Brexit : la France prépare le secteur des transports routiers à l’après « no deal »

Un décret et un arrêté du 22 mars 2019 précisent le cadre réglementaire applicable aux opérations de transport routier de personnes ou de marchandises entre la France et le Royaume-Uni en cas de sortie de l'Union européenne sans accord.

Pris en application de l’ordonnance du 6 février 2019 relative à la préparation au retrait du Royaume-Uni de l'Union européenne en matière de transport routier de personnes et de marchandises et de sûreté dans le tunnel sous la Manche, un décret du 22 mars 2019 précise les modalités selon lesquelles les transporteurs routiers (marchandises et personnes) établis au Royaume-Uni pourront réaliser des opérations de transport sur le territoire français dans l’hypothèse d’un retrait sans accord (no deal ou hard Brexit).

Le texte fixe notamment la liste des documents à produire pour les contrôles de l'accès au marché du transport routier (titre administratif de transport, lettre de voiture, etc.), les conditions d’exécution des services réguliers et des services occasionnels de transport de personnes, ainsi que les sanctions administratives et pénales encourues en cas de non-respect des dispositions réglementaires. Il prévoit, en outre, l’obligation pour les véhicules d’être équipés d’un chronotachygraphe.
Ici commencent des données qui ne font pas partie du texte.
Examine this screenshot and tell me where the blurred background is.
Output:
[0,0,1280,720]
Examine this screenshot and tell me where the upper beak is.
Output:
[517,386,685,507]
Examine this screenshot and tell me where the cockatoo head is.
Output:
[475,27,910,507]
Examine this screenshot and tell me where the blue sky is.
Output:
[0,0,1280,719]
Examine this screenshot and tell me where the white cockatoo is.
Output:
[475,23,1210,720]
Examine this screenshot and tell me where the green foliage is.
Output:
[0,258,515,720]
Les dispositions du décret du 22 mars 2019 sont complétées par un arrêté ministériel de la même date qui précise les conditions de délivrance de l’autorisation de service régulier de transport de personnes et le contenu du document de bord des services occasionnels.

À l’instar de l’ordonnance du 6 février 2019, le décret et de l’arrêté du 22 mars 2019 entreraient en vigueur à la date de retrait sans accord du Royaume-Uni et s'appliqueraient, sous réserve de réciprocité, jusqu'au 31 décembre 2019, voire jusqu’au 31 décembre 2020 en vue de permettre la conclusion d'accords bilatéraux.

En cas de Hard Brexit, le Royaume-Uni deviendra un pays tiers et un accord bilatéral devra être conclu pour permettre les échanges routiers de biens et de personnes entre les États. Un tel accord pourrait être conclu soit par la France, soit par l'Union européenne des vingt-sept.

Pour assurer la continuité des flux de transport jusqu’à la conclusion et l’entrée en vigueur d’un tel accord, la France a pris, au travers de l’ordonnance du 6 février 2019 et du décret du 22 mars 2019, des mesures unilatérales d'accès au marché du transport routier. Ces mesures exceptionnelles sont néanmoins subordonnées à la condition de réciprocité.